Today’s computational geometry lecture involved the use of balanced quadtrees in finite element mesh generation, the topic of Chapter 14 of the Book of the Four Marks. Here, a quadtree is just a recursive subdivision of a square into smaller squares, obtained by some rule for deciding when to divide one square into four. In the mesh generation application, you start of by performing this sort of subdivision for “crowded” squares (containing more of the boundary of the region to be meshed than just one or two adjacent edges) and for squares within which you expect the physical properties you are simulating to have complicated behavior (like turbulence or shock waves) where smaller regions are needed for better accuracy. The next step is to “balance” the mesh, using a different splitting rule: split a square when its side length is more than twice as long as an adjacent square. Once your quadtree is balanced, then (modulo some messy case analysis to make the mesh conform to the boundary of the region you are meshing) you can triangulate it by adding one more point in the middle of each square, connected to all the boundary vertices of that square. You only get nicely-shaped isosceles right triangles. Usually we skip over the algorithmic aspects of the balancing step, because it’s easy. You just keep track of a “ready list” of squares that are unbalanced (they need to be split because they have a too-small neighbor), and repeatedly pull off and split any square from this ready list until the list becomes empty. The order in which we choose these squares doesn’t matter: at each step, the square we choose can be any member of the ready list. But why doesn’t this arbitrary choice matter?

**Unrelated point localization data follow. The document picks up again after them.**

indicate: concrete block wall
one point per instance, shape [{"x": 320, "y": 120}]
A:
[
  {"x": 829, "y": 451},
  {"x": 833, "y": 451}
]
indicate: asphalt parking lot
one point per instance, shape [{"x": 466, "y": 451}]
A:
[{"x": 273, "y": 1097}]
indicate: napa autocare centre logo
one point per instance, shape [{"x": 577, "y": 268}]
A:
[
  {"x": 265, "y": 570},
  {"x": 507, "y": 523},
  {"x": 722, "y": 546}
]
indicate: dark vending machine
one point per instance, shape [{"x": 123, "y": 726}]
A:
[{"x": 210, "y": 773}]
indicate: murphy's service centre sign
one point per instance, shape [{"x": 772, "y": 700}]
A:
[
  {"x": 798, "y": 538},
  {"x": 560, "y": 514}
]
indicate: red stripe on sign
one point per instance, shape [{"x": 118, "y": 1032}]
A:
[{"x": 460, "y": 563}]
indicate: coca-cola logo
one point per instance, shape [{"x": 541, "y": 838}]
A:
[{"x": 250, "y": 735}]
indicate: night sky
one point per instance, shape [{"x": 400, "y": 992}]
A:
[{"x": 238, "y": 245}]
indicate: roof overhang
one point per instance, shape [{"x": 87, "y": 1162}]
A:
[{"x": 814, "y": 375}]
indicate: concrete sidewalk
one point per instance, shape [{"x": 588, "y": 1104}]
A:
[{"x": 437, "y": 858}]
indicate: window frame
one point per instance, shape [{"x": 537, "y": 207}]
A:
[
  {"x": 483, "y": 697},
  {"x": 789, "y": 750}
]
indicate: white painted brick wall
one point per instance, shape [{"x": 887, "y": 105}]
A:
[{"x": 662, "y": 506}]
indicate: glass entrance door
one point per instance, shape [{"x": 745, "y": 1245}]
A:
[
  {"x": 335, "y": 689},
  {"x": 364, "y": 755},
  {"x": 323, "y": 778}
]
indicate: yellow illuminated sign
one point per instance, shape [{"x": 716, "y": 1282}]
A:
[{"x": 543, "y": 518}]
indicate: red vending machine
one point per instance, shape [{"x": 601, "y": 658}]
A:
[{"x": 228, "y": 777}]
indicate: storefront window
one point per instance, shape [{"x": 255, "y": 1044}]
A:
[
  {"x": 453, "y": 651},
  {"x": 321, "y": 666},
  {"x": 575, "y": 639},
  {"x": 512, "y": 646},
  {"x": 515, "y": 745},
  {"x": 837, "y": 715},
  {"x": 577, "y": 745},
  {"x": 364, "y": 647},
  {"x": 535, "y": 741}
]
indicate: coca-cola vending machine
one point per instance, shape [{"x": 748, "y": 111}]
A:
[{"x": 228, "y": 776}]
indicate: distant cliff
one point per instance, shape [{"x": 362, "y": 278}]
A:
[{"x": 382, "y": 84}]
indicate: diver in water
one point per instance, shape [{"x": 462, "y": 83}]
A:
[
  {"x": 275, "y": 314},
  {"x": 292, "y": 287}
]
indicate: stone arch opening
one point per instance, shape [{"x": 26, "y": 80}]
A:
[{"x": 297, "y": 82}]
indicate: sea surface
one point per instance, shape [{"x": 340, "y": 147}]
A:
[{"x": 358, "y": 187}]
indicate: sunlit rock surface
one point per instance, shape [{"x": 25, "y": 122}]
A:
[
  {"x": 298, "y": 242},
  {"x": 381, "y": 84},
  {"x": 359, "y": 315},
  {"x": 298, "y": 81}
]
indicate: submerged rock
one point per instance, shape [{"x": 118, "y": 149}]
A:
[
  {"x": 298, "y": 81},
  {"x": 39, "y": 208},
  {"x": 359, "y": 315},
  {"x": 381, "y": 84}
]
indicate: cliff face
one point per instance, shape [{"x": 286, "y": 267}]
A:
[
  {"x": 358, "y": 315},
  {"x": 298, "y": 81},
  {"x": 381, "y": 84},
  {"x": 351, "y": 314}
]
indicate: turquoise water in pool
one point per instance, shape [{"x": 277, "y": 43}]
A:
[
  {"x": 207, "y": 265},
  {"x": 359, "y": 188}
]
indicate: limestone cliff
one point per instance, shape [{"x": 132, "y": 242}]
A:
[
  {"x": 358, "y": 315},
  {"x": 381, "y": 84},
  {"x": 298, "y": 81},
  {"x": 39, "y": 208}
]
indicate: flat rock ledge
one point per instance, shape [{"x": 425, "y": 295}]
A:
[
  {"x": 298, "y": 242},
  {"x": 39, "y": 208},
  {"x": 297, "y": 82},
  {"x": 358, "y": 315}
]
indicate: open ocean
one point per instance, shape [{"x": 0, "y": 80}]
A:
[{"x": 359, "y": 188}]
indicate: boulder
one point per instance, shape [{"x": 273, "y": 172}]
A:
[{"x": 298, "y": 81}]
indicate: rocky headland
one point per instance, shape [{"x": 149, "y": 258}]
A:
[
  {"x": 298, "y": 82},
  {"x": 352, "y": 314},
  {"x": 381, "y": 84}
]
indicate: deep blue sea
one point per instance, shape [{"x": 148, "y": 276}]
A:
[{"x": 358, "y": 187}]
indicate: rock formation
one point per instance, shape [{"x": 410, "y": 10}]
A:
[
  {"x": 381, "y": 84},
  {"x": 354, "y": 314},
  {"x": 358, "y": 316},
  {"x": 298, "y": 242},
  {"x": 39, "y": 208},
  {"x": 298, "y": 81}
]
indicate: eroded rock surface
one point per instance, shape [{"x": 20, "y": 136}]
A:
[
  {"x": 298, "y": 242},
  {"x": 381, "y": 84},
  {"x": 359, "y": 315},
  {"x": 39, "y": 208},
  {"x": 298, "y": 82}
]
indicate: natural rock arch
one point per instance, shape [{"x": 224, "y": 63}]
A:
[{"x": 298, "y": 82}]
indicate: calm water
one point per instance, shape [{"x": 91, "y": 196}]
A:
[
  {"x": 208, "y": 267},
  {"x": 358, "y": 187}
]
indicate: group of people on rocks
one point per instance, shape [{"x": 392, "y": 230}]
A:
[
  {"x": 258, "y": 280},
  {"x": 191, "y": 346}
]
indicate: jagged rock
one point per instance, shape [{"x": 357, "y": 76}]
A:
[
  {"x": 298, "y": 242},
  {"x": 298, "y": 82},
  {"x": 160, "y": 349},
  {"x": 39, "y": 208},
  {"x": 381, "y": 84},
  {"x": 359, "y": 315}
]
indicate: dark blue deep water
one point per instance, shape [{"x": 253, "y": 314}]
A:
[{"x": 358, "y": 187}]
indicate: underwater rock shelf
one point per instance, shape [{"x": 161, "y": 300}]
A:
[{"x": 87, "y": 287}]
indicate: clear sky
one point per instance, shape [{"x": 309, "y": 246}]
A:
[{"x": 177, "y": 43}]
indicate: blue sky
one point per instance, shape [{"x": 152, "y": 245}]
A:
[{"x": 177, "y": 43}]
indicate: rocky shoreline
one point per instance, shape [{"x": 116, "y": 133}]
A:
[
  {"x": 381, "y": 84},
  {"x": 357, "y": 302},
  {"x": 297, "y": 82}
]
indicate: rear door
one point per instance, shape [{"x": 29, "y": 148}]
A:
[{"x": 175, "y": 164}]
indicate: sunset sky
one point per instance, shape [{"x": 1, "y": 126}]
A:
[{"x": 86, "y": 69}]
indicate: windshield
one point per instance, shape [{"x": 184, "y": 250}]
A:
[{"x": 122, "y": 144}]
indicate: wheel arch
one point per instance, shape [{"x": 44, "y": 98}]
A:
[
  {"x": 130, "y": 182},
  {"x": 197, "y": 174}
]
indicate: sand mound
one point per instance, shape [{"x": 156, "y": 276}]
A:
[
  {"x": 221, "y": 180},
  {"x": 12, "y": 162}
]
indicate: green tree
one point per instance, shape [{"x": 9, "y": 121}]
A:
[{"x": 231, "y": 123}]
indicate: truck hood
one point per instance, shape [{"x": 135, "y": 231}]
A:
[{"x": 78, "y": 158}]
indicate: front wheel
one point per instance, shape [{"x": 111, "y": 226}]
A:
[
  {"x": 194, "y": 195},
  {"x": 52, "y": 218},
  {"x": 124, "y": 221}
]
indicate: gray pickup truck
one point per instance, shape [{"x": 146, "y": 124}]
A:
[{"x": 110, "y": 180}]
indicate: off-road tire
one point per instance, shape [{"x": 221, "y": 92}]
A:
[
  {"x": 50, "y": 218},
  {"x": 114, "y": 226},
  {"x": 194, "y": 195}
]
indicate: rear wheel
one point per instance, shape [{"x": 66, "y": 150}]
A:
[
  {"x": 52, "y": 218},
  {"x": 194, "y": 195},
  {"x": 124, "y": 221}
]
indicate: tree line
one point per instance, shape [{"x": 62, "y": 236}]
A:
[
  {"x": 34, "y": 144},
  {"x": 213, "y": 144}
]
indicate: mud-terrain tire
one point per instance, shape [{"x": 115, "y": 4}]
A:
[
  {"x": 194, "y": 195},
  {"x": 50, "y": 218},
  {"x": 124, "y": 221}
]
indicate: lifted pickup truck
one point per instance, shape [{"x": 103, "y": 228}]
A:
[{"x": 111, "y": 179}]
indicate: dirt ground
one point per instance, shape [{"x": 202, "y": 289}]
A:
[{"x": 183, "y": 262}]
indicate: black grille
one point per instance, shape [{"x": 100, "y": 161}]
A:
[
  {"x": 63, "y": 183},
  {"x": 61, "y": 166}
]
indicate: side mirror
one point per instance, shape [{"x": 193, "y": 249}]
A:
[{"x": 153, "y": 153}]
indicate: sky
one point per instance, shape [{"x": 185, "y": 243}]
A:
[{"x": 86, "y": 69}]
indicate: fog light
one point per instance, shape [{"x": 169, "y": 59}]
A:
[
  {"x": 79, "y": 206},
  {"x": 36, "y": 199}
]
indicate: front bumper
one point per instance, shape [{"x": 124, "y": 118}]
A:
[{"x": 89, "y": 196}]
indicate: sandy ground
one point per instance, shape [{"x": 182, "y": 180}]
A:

The title of this post gives it away: it’s an antimatroid. More generally, we can mix the first part (where we split crowded or too-big squares) and the second part (where we split unbalanced squares) and still get an antimatroid. Start with one square, the outer square of the quadtree. Add a square to the ready list whenever it has become part of the quadtree and is crowded, too-big, or unabalanced. Then, repeatedly pull off a square from the ready list, split it, and check whether this causes its children or neighbors to be added to the ready list. Stop when the ready list becomes empty.

This may seem like an obvious fact, but the proof is a little subtle. One way is to prove that any two sequences of steps of the algorithm (run until its ready list becomes empty) have the same set of elements, by induction on $$x+y-2s$$, where $$x$$ is the length of the first sequence, $$y$$ is the length of the second sequence, and $$s$$ is the length of the longest prefix that they have in common. As a base case, if $$x+y-2s=0$$, the sequences are equal so they have the same elements. Otherwise, at the first point of difference, one run of the algorithm chose one element $$a$$ while the other run chose a different element $$b$$. (It could not stop early, because at that step the ready list was non-empty: it contains $$a$$.) The second run must choose $$a$$ some time later in the sequence, because that’s the only way to remove it from the ready list. You can get a third valid run of the algorithm by moving $$a$$ up from wherever it appears in the second run to just before $$b$$. After this move, $$a$$ is still ready when it is removed (because it was ready in the first run) as are all subsequent elements (because all of the choices that caused them to become ready in the second run are also present in the third run). The third run obviously uses the same elements as the second run, and also has the same elements as the first run by the induction hypothesis, so the first and second run have the same elements, as was to be proven.